This is a "live" episode from the long running anthology series, "WESTINGHOUSE: STUDIO ONE". This series ran for 467 episodes between 1948 and 1958. This episode is the 13th of the production run.
Being an early bit of television, it is a bit rough about the edges in terms of image qualiy. And since the runtime had to be compressed to fit into an hour (with commercials) there is the odd shortcut. The fact that it is also a live production means there is the odd line mix-up--and even a cameraman getting in the way of a shot, etc. (This does not take away from the tension in the least: I quite like these early efforts.)

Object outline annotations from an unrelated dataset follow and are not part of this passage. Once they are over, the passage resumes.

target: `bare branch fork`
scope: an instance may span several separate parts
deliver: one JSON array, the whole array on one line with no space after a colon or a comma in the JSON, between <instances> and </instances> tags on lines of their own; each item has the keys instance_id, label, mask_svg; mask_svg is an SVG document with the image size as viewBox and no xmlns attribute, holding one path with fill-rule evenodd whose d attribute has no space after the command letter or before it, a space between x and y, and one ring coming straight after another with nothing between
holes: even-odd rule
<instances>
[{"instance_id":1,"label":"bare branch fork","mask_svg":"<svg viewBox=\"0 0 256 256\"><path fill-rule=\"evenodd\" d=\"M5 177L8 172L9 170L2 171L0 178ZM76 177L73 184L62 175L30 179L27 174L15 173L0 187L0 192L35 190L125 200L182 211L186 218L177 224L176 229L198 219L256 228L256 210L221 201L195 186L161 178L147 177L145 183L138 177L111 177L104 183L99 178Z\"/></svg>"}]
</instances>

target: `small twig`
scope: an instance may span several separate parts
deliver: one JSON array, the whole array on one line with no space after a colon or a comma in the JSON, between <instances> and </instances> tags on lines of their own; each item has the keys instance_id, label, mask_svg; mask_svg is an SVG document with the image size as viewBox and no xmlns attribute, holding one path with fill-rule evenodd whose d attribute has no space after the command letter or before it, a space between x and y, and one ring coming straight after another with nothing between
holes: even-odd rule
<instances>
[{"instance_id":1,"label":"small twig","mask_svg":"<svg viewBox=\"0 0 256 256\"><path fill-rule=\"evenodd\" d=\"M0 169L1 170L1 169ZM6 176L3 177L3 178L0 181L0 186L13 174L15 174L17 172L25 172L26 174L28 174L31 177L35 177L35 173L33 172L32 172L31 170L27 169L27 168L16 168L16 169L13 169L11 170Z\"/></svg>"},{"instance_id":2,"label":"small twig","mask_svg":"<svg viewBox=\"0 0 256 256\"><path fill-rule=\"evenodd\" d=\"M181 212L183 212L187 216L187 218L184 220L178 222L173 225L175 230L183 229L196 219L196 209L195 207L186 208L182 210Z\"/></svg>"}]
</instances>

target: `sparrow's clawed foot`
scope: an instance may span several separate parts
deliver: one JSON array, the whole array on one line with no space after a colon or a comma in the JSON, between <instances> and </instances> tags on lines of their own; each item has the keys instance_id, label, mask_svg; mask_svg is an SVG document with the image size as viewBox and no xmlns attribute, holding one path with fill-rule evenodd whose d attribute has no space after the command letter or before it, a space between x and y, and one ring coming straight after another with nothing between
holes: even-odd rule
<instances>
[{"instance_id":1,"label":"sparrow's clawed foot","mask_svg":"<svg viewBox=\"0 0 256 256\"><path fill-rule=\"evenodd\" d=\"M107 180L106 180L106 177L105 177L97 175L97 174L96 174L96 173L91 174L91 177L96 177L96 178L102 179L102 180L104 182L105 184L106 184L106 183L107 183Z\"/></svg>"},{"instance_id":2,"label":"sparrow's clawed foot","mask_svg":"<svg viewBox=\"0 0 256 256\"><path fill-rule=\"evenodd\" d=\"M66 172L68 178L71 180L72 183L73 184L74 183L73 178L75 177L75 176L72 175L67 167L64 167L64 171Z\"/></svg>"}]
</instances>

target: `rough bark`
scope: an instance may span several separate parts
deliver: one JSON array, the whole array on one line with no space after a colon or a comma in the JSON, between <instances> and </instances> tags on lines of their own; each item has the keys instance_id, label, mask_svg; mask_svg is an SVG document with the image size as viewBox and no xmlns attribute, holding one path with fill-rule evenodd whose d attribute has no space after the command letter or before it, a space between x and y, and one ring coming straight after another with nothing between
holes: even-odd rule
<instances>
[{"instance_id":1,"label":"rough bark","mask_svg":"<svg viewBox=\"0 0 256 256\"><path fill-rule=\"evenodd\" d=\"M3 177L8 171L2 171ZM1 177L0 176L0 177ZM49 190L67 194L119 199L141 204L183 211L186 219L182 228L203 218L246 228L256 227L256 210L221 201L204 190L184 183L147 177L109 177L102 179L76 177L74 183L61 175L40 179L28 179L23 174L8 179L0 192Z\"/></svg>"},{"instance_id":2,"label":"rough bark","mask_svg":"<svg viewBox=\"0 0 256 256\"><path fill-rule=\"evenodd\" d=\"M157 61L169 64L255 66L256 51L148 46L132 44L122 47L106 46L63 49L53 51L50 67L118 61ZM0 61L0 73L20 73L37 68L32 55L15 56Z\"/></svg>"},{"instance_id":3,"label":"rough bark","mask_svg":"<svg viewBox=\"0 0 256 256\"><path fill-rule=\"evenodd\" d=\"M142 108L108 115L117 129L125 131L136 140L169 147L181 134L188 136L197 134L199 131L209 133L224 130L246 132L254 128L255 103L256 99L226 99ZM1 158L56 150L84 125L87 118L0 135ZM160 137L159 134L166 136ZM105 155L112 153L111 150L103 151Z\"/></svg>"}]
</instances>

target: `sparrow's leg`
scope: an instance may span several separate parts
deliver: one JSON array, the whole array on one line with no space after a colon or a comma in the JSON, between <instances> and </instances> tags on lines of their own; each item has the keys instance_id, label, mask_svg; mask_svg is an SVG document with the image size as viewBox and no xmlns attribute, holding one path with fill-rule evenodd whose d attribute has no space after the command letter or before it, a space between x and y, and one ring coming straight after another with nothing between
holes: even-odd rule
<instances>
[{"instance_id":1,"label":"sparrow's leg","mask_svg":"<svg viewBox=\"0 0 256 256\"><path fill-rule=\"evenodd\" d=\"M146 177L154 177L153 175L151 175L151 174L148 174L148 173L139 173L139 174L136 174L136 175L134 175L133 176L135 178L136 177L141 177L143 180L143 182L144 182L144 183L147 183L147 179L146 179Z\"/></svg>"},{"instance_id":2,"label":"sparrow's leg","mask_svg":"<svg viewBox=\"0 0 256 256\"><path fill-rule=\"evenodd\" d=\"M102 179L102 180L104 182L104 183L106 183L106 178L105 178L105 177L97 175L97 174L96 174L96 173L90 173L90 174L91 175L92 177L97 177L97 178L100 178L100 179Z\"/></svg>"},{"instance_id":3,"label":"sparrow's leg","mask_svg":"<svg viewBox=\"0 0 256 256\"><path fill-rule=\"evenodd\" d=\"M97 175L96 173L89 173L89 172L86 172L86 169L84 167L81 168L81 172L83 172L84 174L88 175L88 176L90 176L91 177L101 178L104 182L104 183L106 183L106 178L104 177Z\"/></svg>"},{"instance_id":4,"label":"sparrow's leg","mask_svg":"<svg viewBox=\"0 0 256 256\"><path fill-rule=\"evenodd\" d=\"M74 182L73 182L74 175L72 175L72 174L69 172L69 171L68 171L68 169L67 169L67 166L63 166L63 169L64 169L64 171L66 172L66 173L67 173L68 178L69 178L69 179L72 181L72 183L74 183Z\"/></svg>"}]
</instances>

This teleplay is based on the Dashiell Hammett novel, which had been made into feature films twice previously (1935 and 1942). George Raft headlined the first screen version, with Alan Ladd taking the lead role in the second.
The story revolves around a big city political boss, his number one man, a pretty blonde, her father and various other sorts all involved in murder.
Using the 1942 version as a template, we have Donald Briggs playing the Ladd part, Jean Carson doing Veronica Lake, Lawrence Fletcher in the Brian Donlevy role, Les Damon playing the character handled previously by Joseph Calleia--and Bern Hoffman taking on William Bendix's turn as the bullying thug.
Briggs is the right hand man for racket man and political boss (Fletcher). Briggs is not happy with Fletcher getting involved with a local political race. He tells him that it is all hot potatoes because Fletcher is going against the reform ticket. Fletcher though is blind to the danger because he has the hots for the daughter (Carson) of another candidate (Edwin Jerome). Jerome is also the father of the reform man.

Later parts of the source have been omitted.